Aeroporti, ritardi e considerazioni spicciole

Credo che il fatto di mandare un aereo in orario faccia troppo mainstream per Ryanair.
Così ho quattro ore da spendere in aeroporto a Treviso, quattro ore e un solo negozio. Ci sono entrata perché ho visto che vendevano gli smalti dell' O.P.I., poi ho visto che ogni smalto costava venti euro allora ho lasciato perdere. Venti euro per laccarmi le unghie non mi sembrano un buon compromesso.
Stavo per uscire quando mi sono resa conto che nel negozio (sempre quello, quello che soffre di solitudine) c'era il reparto libreria. A quel punto sono tornata indietro col proposito di comprare dei libri, visto che essendo dentro l'aeroporto avrei potuto trasportarne una quantità enne (n) senza beccarmi la ramanzina delle guardie. Alla fine venti euro di libri mi sembravano un investimento migliore.
Solo che poi c'è stato un disguido. Quando mi sono avvicinata agli scaffali ho realizzato, o meglio, ri-realizzato per l'ennesima volta, la decadenza sociale e “artistica” nella quale ci stiamo progressivamente infilando. Sembra un discorso ovvio, e in realtà lo è, però io oggi ho tempo da perdere quindi perché non blaterare di cliché?
Mi avvicino ai libri e dopo un'attenta perlustrazione mi rendo conto di poter scegliere, per i miei acquisti, tra:
  • One Direction, la strada verso il sogno;
  • Effetto Bergoglio, le dieci affermazioni di Papa Francesco;
  • svariate opere di Fabio Volo (o Fabio Bolo, checchevogliate voi)
  • e infine “11 minuti”, capolavoro di Paulo Cohelo il cui titolo, signori, sta ad indicare il tempo necessario all'esemplare uomo per completare un amplesso.
Se vi state chiedendo perché lo so, lo so perché io me li leggo anche, 'sti libretti di mezza letteratura, letteratura per poveri, per poveri di pensiero intendo. Li leggo perché alla fine credo non si possa criticare senza conoscere, anche se poi, dopo aver faticosamente conquistato l'ultima pagina di queste non-opere , mi arrogo il diritto di bannare definitivamente certi autori dalla mia lista letture.
Fatto sta che d'accordo, so che sto in aeroporto e non alla Marciana in Piazza San Marco, però io non posso fare a meno di pensare che se Papa Francesco e gli One Direction sono i soggetti che vendono meglio... allora abbiamo un problema. No? Dico, noi persone abbiamo un problema.

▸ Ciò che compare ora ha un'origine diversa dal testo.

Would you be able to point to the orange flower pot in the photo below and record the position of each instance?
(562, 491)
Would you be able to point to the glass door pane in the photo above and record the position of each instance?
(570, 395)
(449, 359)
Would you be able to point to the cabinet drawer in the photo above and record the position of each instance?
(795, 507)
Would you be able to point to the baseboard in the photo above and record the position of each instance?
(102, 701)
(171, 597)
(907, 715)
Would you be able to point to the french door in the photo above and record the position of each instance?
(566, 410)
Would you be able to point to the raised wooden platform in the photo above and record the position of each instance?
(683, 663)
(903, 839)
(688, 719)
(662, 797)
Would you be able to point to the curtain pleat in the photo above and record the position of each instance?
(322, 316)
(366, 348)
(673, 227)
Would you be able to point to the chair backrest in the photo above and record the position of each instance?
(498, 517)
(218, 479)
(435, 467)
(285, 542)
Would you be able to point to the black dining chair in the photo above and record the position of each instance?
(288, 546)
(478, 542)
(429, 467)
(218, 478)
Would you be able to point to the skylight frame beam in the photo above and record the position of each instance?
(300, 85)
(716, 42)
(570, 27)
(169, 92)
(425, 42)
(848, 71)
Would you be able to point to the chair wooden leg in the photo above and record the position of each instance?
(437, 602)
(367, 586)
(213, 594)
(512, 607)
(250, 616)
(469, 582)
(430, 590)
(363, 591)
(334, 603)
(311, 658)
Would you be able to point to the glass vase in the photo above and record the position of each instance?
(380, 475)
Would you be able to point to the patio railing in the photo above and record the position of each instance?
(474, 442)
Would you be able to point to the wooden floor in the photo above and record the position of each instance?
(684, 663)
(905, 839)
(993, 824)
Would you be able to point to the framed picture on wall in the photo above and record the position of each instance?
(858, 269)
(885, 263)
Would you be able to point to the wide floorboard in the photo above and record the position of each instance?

E anch'io ho un problema perché mi hanno appena ritardato l'aereo di un'altra ora.

Comunque, dicevo, questa impressione di decadenza generalizzata a volte mi assale e mi faccio prendere da certi quesiti esistenziali del tipo: quand'è che le opere letterarie hanno smesso di essere opere e sono diventate beni di consumo? Oppure, quand'è che abbiamo iniziato ad accontentarci della poesia spicciola che non buca la tela e non strappa il foglio? E tutta questa banalità e questi libri, canzoni, link-in-facebook preconfezionati per rispondere alla domanda della persona media, a lungo andare, non precludono la possibilità di sviluppare una sensibilità più profonda?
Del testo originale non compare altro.